The United States is not a small country whose actions are of little consequence, and Hollywood is not a small, local industry whose films rarely reach beyond national borders. The United States is arguably the most powerful and influential country on the planet, and American films and media are consumed and revered the world-over.
Augusto Boal spoke of theatre as a weapon; I find it no hyperbole to describe film in similar terms.

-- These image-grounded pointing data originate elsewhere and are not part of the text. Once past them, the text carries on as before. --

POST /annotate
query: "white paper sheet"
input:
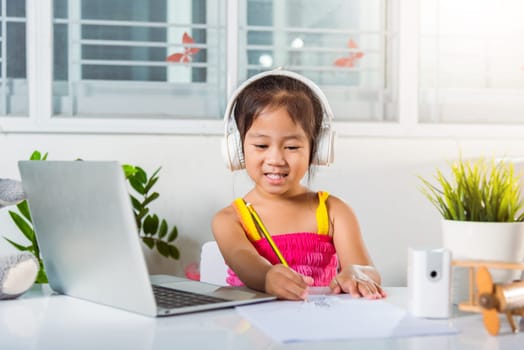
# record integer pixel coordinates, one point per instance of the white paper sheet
(335, 317)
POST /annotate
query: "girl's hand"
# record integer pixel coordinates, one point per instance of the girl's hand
(356, 280)
(285, 283)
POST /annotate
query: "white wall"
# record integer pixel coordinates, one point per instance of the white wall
(376, 176)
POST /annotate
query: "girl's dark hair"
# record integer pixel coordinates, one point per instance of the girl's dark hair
(276, 91)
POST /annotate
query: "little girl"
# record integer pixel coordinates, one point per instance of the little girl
(280, 120)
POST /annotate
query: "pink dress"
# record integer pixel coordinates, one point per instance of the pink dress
(308, 253)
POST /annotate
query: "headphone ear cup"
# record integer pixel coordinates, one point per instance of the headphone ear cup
(232, 151)
(325, 147)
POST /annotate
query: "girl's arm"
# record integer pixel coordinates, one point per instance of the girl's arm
(252, 269)
(357, 275)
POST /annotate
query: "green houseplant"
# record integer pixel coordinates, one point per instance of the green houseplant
(482, 219)
(153, 231)
(477, 191)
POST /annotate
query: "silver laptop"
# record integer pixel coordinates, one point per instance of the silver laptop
(85, 227)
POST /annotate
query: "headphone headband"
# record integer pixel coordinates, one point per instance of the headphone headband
(232, 146)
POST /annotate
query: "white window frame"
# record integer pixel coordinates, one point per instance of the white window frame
(40, 82)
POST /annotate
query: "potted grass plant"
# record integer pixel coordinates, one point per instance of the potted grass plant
(482, 215)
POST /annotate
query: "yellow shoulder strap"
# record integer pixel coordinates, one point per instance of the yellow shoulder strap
(322, 213)
(246, 219)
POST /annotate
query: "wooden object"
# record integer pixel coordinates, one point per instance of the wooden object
(493, 298)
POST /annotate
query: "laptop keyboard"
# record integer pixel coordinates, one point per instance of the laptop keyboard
(169, 298)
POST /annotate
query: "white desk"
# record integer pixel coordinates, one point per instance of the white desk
(42, 320)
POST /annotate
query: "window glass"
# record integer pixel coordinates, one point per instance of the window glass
(13, 61)
(345, 46)
(471, 61)
(134, 58)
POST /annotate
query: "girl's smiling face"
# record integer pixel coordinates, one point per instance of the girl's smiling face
(276, 151)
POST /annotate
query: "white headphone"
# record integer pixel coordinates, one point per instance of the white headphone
(232, 142)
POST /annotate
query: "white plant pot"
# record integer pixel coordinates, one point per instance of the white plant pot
(500, 241)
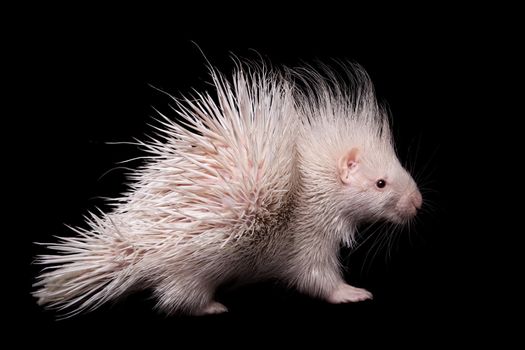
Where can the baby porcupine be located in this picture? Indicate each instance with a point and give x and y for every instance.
(266, 180)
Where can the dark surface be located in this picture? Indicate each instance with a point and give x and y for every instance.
(86, 86)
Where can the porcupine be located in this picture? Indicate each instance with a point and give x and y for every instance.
(266, 180)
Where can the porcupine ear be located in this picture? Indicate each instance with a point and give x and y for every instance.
(348, 165)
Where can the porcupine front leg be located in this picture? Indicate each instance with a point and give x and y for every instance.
(320, 276)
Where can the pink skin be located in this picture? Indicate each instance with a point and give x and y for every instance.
(357, 177)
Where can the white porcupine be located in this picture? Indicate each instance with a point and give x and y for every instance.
(265, 181)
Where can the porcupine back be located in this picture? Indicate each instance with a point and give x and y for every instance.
(215, 180)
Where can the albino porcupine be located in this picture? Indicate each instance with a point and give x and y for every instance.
(266, 180)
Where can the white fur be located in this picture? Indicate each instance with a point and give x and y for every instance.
(247, 186)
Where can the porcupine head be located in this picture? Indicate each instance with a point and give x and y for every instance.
(266, 182)
(350, 175)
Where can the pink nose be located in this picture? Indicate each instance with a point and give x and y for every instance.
(416, 199)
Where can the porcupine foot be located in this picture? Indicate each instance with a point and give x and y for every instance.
(212, 308)
(345, 293)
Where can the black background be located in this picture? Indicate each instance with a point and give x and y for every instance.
(83, 82)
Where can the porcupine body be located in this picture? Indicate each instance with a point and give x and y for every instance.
(264, 181)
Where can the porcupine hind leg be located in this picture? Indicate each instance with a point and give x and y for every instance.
(187, 296)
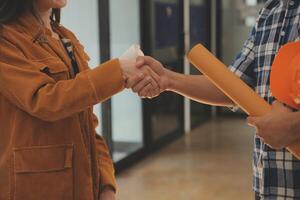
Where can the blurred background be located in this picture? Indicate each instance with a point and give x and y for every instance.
(170, 148)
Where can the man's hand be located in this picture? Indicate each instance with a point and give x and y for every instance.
(276, 128)
(161, 78)
(108, 194)
(142, 77)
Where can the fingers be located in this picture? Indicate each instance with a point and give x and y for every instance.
(134, 79)
(146, 92)
(143, 83)
(252, 121)
(144, 60)
(276, 105)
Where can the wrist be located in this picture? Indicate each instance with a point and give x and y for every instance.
(171, 80)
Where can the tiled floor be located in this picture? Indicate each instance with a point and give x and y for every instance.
(212, 163)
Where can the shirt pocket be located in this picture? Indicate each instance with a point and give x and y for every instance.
(54, 68)
(43, 172)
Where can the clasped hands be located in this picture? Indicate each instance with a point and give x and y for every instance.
(145, 76)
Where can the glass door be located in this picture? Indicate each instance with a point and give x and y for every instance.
(200, 32)
(162, 38)
(126, 107)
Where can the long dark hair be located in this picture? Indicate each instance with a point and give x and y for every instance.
(11, 10)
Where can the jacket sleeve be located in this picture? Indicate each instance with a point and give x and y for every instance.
(105, 163)
(41, 96)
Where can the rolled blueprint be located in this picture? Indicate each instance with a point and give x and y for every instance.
(132, 53)
(238, 91)
(232, 86)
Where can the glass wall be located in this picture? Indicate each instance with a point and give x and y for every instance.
(162, 39)
(199, 33)
(87, 33)
(127, 118)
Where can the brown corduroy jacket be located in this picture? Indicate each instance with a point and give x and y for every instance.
(49, 149)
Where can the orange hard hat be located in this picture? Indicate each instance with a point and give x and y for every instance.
(285, 75)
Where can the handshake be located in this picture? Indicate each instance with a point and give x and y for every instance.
(144, 75)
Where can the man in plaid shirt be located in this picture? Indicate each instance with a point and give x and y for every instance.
(276, 172)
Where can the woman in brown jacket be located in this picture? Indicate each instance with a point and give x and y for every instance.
(49, 149)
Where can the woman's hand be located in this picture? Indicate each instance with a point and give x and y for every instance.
(161, 73)
(140, 78)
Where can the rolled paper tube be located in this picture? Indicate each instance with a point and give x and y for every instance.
(239, 92)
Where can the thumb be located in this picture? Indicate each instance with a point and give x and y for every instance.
(140, 61)
(252, 121)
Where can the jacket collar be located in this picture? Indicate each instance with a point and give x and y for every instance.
(29, 24)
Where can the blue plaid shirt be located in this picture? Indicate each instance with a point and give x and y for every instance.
(276, 173)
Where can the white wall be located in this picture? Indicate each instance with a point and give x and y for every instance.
(126, 107)
(82, 18)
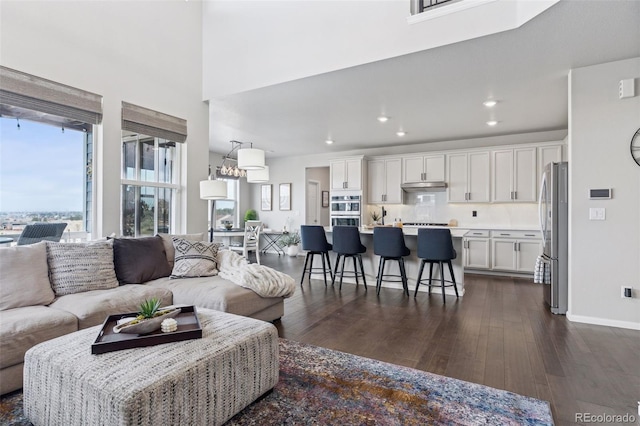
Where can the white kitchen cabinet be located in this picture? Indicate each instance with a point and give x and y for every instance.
(346, 173)
(468, 177)
(384, 178)
(514, 251)
(514, 175)
(476, 249)
(423, 168)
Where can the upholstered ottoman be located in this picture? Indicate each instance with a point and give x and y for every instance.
(194, 382)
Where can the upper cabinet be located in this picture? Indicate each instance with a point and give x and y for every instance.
(423, 168)
(346, 173)
(384, 181)
(514, 175)
(468, 177)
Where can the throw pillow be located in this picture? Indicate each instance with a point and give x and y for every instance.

The United States has no cultural memory of the horrors and atrocities of violence—there has been no war on American soil for over 100 years. Making movies that help spur recruitment and present the Army, Navy or C.I.A as moral actors whose bad deeds are the exclusive trespasses of bad apples helps to promote the myth of American exceptionalism. That, in and of itself, is an act of violence.
Art is a responsibility. Yes, it is a joy, it is an outlet, it is one of the many amazing things that makes us human: but it is a responsibility nonetheless. And it is on us, as future directors, set-decorators, camera-operators or just film-consumers to recognize this, and to utilize it. Stop playing the game. We need to do our best to minimize harm, to speak out against it and to mobilise others. Film is a weapon. Use it wisely.